The relevant standard of proof in regard to criminality is “beyond reasonable doubt”. Indeed, where there is uncertainty about whether conduct is civil or criminal—a point brought up by the noble Lord, Lord Cromwell—it is important to ensure either that you can make that clear distinction, or that you understand that the relevant standard of proof must be that which is fair to both parties.
I have to disagree with the noble Baroness, Lady Thornhill, when she suggests that, where it is difficult to prove a case, you should reduce the burden of proof. The consequences of that, if developed, are very wide-ranging indeed. We know that there are many areas of criminal prosecution where it is extremely difficult to secure a conviction, but no one would suggest that it is appropriate in these circumstances simply to reduce the burden of proof.
Given that we are not talking about criminal offences—we are talking about civil offences—and given the power imbalance between a landlord and a tenant, will the noble and learned Lord at least accept that by lowering the burden of proof we would allow the tenant to feel that they might have a voice and could possibly bring something? Otherwise, his amendment is, in effect, saying, “Well, just don’t bother. The burden of proof is too high, so please carry on with your poor behaviour”. This is civil conduct and behaviour.
I do not accept the proposition advanced by the noble Baroness at all. In circumstances where you are going to stigmatise somebody’s conduct as criminal, as the noble Baroness, Lady Kennedy, pointed out, it is appropriate that there should be a relevant standard of proof. You are not taking away anyone’s voice in that context.
I come on briefly to deal with the helpful contributions from the Minister and in particular welcome her observation that inconsistency in legislation undermines a regime’s credibility. That is very much in point here, because I cannot accept as accurate her suggestion that you can distinguish the provisions in Clauses 41 and 58 from later provisions of the Bill on the basis that the latter lead to greater jeopardy and, as she put it, could result in a criminal offence. I merely remind noble Lords of what Clauses 67 and 92 actually say. Clause 67 says:
“A local housing authority may impose a financial penalty on a person if satisfied beyond reasonable doubt that the person has … breached regulations under section 65(1)”—
that is not a criminal offence; it is a breach of civil regulations. Clause 92 says:
“A local housing authority may impose a financial penalty on a person if satisfied beyond reasonable doubt that the person has … breached a requirement imposed by section 83(1), (2) or (3)”.

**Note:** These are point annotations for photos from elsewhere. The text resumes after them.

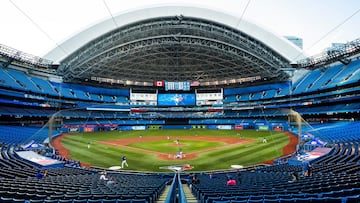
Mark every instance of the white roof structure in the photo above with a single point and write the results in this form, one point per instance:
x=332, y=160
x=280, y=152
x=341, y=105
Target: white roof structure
x=277, y=43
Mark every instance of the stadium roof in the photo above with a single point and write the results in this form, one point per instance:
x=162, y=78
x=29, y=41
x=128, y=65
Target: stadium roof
x=175, y=43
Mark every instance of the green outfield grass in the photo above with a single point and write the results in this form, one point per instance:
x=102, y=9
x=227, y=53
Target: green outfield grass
x=168, y=146
x=244, y=154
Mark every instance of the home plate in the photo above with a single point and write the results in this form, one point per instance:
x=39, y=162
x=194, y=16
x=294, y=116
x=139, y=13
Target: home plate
x=115, y=167
x=237, y=166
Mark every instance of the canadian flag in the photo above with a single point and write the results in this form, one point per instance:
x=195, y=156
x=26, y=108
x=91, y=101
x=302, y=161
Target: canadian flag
x=159, y=84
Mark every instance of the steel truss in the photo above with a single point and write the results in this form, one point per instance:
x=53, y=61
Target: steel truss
x=174, y=49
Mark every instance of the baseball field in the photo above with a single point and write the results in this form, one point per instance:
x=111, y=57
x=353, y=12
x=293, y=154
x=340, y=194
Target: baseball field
x=201, y=148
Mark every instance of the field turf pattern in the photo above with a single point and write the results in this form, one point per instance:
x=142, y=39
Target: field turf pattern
x=243, y=154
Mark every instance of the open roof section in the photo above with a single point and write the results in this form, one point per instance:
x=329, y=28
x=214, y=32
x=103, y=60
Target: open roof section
x=175, y=43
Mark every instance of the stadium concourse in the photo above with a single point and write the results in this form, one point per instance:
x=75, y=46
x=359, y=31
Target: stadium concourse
x=180, y=67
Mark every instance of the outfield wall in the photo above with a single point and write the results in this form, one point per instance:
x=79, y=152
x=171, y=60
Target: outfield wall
x=277, y=126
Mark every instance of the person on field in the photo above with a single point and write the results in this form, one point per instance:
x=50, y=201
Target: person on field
x=103, y=176
x=231, y=181
x=124, y=162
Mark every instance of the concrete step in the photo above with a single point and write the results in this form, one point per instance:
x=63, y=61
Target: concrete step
x=163, y=195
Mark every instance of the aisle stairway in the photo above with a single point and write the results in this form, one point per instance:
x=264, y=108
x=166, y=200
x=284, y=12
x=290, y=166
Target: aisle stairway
x=188, y=194
x=163, y=195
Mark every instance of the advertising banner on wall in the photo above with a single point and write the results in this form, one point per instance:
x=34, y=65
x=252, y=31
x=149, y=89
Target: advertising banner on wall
x=138, y=127
x=88, y=130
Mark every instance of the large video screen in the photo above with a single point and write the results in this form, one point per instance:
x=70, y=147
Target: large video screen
x=176, y=99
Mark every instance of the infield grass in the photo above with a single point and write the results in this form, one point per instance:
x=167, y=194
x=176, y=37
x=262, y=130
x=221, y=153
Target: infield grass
x=103, y=155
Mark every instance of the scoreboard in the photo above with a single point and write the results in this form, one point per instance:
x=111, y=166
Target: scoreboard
x=183, y=86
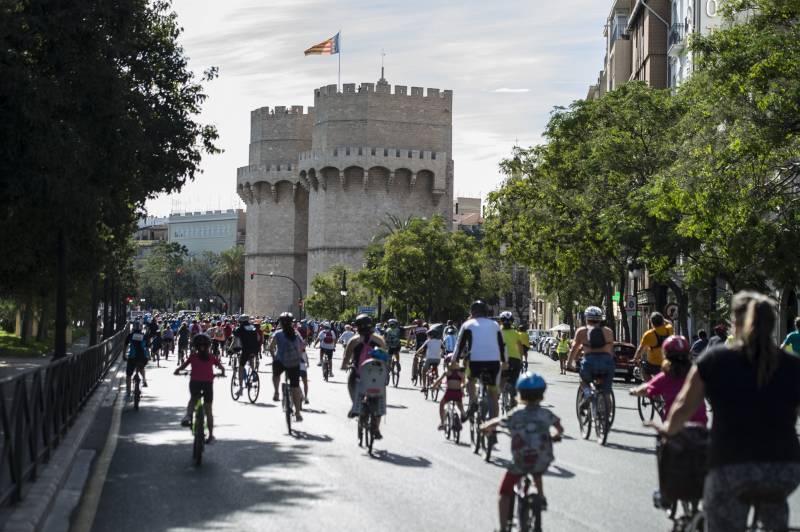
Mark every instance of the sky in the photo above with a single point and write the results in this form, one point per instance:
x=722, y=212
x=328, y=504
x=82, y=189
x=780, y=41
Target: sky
x=508, y=63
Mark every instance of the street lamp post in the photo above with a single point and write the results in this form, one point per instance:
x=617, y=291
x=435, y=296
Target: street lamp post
x=273, y=274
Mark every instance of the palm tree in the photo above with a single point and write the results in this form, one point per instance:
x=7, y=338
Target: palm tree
x=391, y=225
x=229, y=275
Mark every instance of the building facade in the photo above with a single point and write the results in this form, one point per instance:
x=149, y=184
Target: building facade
x=319, y=182
x=213, y=231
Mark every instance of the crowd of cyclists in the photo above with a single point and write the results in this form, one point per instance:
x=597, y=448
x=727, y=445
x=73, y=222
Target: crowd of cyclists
x=751, y=384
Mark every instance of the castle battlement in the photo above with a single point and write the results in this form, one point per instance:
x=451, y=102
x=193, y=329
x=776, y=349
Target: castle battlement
x=349, y=90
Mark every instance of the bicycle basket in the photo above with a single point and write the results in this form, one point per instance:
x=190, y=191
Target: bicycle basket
x=682, y=464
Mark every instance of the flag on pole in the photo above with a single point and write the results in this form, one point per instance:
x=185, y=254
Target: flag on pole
x=328, y=47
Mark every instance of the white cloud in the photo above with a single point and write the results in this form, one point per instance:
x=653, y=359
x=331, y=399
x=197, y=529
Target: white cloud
x=542, y=54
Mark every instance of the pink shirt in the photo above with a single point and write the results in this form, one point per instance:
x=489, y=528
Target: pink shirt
x=668, y=387
x=203, y=370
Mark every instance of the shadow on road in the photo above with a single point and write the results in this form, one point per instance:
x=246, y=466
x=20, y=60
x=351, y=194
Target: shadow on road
x=153, y=461
x=301, y=435
x=400, y=460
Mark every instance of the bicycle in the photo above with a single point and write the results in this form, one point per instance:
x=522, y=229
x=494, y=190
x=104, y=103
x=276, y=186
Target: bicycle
x=452, y=422
x=654, y=404
x=478, y=438
x=593, y=405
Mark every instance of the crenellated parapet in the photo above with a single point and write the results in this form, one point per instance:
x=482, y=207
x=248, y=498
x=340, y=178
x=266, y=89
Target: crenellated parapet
x=316, y=166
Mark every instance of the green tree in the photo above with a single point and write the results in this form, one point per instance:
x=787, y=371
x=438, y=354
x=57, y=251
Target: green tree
x=229, y=275
x=325, y=300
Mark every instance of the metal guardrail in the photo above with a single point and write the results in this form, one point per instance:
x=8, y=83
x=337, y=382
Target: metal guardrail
x=38, y=407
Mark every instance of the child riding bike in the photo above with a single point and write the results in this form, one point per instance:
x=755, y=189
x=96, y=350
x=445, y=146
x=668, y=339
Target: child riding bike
x=531, y=442
x=202, y=381
x=455, y=388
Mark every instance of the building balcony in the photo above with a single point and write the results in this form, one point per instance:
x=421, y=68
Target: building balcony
x=676, y=40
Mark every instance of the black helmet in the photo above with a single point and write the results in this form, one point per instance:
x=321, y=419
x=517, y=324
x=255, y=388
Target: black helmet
x=201, y=338
x=363, y=321
x=479, y=308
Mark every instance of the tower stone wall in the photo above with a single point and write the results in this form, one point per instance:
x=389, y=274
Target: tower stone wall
x=320, y=183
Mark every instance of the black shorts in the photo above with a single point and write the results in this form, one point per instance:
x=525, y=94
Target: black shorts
x=490, y=370
x=134, y=363
x=294, y=373
x=201, y=388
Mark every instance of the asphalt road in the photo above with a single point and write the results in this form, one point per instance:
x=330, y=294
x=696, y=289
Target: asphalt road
x=256, y=477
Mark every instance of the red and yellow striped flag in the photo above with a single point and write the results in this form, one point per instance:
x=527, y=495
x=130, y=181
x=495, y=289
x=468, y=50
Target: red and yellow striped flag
x=328, y=47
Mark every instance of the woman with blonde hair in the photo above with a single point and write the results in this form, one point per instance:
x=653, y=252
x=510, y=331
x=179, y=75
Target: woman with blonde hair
x=754, y=390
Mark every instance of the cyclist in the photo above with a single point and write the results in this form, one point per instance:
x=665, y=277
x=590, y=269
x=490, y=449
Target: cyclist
x=455, y=388
x=432, y=351
x=651, y=343
x=393, y=336
x=356, y=352
x=327, y=344
x=514, y=349
x=562, y=350
x=752, y=388
x=531, y=441
x=480, y=341
x=287, y=348
x=597, y=344
x=348, y=333
x=138, y=355
x=202, y=380
x=667, y=384
x=792, y=341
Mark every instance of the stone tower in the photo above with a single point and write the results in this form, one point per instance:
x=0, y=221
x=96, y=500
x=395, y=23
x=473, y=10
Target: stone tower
x=359, y=155
x=277, y=208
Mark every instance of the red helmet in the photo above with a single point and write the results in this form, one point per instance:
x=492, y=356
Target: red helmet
x=675, y=344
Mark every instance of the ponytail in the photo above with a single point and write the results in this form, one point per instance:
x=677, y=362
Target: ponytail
x=754, y=318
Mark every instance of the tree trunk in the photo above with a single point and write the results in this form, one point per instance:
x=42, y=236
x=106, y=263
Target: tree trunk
x=60, y=344
x=41, y=332
x=93, y=312
x=623, y=312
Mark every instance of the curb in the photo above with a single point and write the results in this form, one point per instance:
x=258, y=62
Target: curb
x=31, y=513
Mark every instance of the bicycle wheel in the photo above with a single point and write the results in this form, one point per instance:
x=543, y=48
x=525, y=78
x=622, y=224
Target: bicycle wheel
x=234, y=379
x=645, y=408
x=199, y=435
x=253, y=387
x=584, y=414
x=601, y=423
x=287, y=406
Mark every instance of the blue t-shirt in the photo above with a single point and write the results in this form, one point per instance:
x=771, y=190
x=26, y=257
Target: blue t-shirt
x=792, y=342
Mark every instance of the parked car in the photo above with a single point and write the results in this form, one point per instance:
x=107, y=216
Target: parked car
x=623, y=360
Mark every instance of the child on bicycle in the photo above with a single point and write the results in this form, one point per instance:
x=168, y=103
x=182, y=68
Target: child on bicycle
x=455, y=388
x=431, y=349
x=674, y=369
x=531, y=442
x=202, y=380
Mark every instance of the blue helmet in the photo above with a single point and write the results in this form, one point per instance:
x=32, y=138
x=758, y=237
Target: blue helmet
x=531, y=381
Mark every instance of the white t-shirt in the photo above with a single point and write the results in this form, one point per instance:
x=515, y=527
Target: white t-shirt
x=323, y=343
x=484, y=339
x=433, y=349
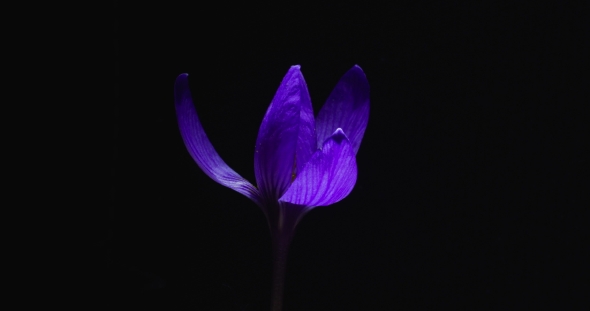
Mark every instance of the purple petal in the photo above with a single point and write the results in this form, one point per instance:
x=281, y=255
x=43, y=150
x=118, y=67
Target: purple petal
x=286, y=139
x=347, y=108
x=328, y=177
x=200, y=147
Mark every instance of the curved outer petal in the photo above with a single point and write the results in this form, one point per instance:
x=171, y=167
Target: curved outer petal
x=328, y=177
x=200, y=147
x=347, y=108
x=286, y=139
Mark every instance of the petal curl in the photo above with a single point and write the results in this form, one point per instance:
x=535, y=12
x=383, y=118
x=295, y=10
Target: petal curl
x=347, y=108
x=328, y=177
x=286, y=139
x=199, y=146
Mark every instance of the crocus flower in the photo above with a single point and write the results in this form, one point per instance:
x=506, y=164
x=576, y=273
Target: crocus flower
x=300, y=162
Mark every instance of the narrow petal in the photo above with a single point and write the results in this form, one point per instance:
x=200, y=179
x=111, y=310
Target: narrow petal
x=200, y=147
x=347, y=108
x=328, y=177
x=286, y=139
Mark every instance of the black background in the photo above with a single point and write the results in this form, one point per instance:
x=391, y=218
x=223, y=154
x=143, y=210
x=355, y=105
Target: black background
x=467, y=189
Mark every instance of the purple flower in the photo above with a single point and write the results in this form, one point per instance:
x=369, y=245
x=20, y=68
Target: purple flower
x=300, y=162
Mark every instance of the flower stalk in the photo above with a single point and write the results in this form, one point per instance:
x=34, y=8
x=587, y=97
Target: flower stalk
x=300, y=162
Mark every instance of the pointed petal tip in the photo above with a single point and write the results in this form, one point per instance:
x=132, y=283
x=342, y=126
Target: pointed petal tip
x=339, y=136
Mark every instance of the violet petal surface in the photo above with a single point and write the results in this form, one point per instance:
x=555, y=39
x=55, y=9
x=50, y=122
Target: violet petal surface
x=347, y=108
x=328, y=177
x=199, y=146
x=286, y=139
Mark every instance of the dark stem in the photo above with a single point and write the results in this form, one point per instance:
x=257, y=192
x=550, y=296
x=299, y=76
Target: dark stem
x=280, y=247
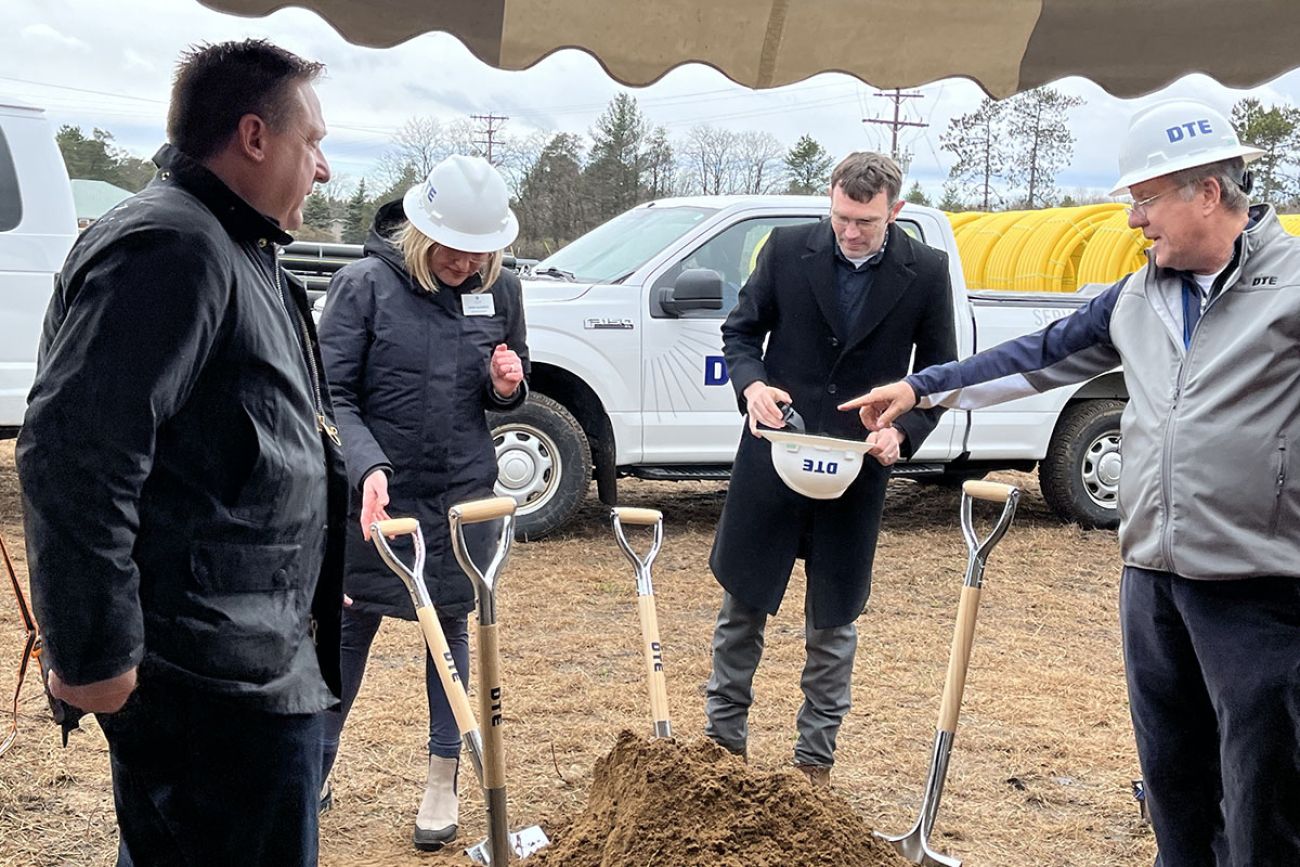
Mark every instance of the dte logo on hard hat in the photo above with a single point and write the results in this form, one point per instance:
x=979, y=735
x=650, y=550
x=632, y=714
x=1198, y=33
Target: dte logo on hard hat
x=1192, y=130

That is not a criminal offence. Again, what is being underlined here is the very point that the Minister wanted to avoid: the inconsistency in the legislation which is liable to undermine the regime’s credibility. It appears to me that there is a need, if nothing else, for consistency with regard to the obligations imposed by this series of provisions and regulations. I would therefore move to test the opinion of the House on Amendment 87.